Whole lung tissue was obtained from patients with idiopathic pulmonary fibrosis (IPF) undergoing surgical lung biopsy or lung transplantation. Controls were obtained from normal organ donors. We performed cluster analyses to explore differences in our dataset. No significant difference was found between samples obtained from different lobes of the same patient. A significant difference was found between samples obtained at biopsy versus explant. Following preliminary analysis of the complete dataset, we selected three subsets for the development of diagnostic gene signatures: the first signature was developed from all IPF samples (as compared to controls); the second signature was developed from the subset of IPF samples obtained at biopsy; the third signature was developed from IPF explants. To assess the validity of each signature, we used an independent cohort of IPF and normal samples. Each signature was used to predict phenotype (IPF versus normal) in samples from the validation cohort. We compared the models' predictions to the true phenotype of each validation sample, and then calculated sensitivity, specificity and accuracy.
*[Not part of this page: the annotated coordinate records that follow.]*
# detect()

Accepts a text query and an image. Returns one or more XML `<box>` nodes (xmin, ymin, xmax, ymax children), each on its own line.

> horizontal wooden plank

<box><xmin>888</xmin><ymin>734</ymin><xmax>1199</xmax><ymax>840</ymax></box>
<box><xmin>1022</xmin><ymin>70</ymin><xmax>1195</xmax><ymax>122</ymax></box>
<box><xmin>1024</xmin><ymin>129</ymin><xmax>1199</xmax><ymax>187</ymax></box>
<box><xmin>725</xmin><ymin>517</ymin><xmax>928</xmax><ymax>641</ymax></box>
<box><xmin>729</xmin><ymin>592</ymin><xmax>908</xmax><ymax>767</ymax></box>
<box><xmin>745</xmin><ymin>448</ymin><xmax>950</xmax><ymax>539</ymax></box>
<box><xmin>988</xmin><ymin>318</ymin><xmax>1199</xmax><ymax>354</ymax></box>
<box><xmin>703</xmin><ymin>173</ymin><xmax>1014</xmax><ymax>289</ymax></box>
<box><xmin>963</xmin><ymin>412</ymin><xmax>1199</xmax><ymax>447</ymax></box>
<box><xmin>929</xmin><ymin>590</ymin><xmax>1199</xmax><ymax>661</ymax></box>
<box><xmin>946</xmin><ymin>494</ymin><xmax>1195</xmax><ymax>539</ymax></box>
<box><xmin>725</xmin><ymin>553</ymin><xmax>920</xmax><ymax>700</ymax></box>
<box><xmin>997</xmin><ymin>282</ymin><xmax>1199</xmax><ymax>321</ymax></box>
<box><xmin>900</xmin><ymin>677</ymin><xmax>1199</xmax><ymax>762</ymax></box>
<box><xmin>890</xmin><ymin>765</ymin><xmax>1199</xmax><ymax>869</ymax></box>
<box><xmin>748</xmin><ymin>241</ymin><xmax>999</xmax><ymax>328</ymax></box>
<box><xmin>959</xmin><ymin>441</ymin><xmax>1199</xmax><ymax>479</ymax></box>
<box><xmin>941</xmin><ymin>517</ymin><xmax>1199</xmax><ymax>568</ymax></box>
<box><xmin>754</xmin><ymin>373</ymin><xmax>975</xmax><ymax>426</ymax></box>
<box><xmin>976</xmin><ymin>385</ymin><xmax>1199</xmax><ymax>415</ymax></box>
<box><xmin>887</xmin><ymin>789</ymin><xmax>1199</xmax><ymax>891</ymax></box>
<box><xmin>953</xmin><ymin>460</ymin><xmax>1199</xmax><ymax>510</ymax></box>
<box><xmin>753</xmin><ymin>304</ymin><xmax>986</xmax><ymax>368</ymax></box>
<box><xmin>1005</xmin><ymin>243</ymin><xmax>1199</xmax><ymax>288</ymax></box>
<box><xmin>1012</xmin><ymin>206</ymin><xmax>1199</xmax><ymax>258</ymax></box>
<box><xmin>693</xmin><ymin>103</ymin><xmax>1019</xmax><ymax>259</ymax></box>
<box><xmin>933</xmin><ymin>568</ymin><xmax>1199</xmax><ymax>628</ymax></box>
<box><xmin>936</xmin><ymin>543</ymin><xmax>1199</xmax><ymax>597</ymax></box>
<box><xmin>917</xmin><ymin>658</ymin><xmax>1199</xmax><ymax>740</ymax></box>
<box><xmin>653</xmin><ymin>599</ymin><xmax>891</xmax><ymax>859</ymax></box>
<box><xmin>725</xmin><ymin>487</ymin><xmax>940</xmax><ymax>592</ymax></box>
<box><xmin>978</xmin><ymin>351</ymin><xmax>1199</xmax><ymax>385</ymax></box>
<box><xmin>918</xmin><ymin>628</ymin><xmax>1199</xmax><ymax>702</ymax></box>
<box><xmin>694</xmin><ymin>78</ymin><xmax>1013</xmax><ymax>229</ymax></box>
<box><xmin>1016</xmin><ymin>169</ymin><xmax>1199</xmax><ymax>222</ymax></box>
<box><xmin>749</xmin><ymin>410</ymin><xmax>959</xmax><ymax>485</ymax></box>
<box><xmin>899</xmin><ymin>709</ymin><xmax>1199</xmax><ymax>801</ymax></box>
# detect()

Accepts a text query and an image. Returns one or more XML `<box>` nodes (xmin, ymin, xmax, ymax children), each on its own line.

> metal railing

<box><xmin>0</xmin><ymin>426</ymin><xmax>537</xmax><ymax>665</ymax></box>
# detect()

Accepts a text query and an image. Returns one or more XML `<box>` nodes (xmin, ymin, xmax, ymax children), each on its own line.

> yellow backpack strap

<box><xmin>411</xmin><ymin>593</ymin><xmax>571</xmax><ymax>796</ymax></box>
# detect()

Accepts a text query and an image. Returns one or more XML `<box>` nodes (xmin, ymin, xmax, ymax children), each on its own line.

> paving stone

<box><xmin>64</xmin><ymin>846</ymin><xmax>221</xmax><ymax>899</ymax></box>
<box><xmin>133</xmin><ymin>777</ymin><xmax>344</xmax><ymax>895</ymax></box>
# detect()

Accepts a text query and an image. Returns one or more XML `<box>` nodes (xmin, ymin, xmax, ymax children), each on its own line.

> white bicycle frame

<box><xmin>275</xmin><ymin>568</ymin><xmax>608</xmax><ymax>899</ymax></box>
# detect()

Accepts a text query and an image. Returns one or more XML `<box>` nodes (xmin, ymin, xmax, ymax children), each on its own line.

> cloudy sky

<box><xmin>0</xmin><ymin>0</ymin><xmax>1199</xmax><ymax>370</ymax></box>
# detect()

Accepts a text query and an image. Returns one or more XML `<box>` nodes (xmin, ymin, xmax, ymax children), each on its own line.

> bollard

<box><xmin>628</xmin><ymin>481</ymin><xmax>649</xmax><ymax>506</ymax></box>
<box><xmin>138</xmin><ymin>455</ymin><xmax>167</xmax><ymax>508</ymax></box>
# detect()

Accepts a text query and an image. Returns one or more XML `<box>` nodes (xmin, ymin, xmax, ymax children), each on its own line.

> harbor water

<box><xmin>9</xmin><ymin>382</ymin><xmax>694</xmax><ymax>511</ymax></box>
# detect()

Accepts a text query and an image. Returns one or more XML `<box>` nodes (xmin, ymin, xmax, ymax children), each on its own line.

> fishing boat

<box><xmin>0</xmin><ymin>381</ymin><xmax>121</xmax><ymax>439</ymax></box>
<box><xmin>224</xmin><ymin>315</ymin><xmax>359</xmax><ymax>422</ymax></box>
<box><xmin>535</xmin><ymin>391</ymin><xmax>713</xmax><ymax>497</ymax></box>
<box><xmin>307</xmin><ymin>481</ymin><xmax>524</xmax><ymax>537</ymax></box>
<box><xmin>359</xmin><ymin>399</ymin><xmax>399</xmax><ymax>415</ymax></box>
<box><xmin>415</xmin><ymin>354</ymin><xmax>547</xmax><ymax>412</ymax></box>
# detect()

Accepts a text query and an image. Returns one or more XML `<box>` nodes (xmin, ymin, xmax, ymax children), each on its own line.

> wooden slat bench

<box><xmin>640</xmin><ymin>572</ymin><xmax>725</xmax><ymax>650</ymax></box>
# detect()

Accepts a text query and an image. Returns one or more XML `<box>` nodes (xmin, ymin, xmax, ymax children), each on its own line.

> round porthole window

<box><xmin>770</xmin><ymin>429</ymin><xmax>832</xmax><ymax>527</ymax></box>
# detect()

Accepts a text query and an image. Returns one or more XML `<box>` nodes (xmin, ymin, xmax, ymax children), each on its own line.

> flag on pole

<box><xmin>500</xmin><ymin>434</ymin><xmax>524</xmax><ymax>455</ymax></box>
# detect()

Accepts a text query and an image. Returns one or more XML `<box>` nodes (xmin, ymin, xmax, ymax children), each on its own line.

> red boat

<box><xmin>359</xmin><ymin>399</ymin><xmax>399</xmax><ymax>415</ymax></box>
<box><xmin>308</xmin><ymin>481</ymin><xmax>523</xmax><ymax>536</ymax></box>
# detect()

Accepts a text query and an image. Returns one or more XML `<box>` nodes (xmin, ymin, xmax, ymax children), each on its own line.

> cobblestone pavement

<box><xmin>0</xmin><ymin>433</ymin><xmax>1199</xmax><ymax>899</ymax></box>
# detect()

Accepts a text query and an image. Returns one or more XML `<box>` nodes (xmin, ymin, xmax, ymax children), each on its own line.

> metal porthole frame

Surprisingly, we found that all three signatures were reasonably valid predictors of diagnosis, with small differences in test sensitivity, specificity and overall accuracy.
This study represents the first use of BPR on whole lung tissue; previously, BPR was primarily used to develop predictive models for cancer. This also represents the first report of an independently validated IPF gene expression signature. In summary, BPR is a promising tool for the development of gene expression signatures from non-neoplastic lung tissue. In the future, BPR might be used to develop definitive diagnostic gene signatures for IPF, prognostic gene signatures for IPF or gene signatures for other non-neoplastic lung disorders such as bronchiolitis obliterans.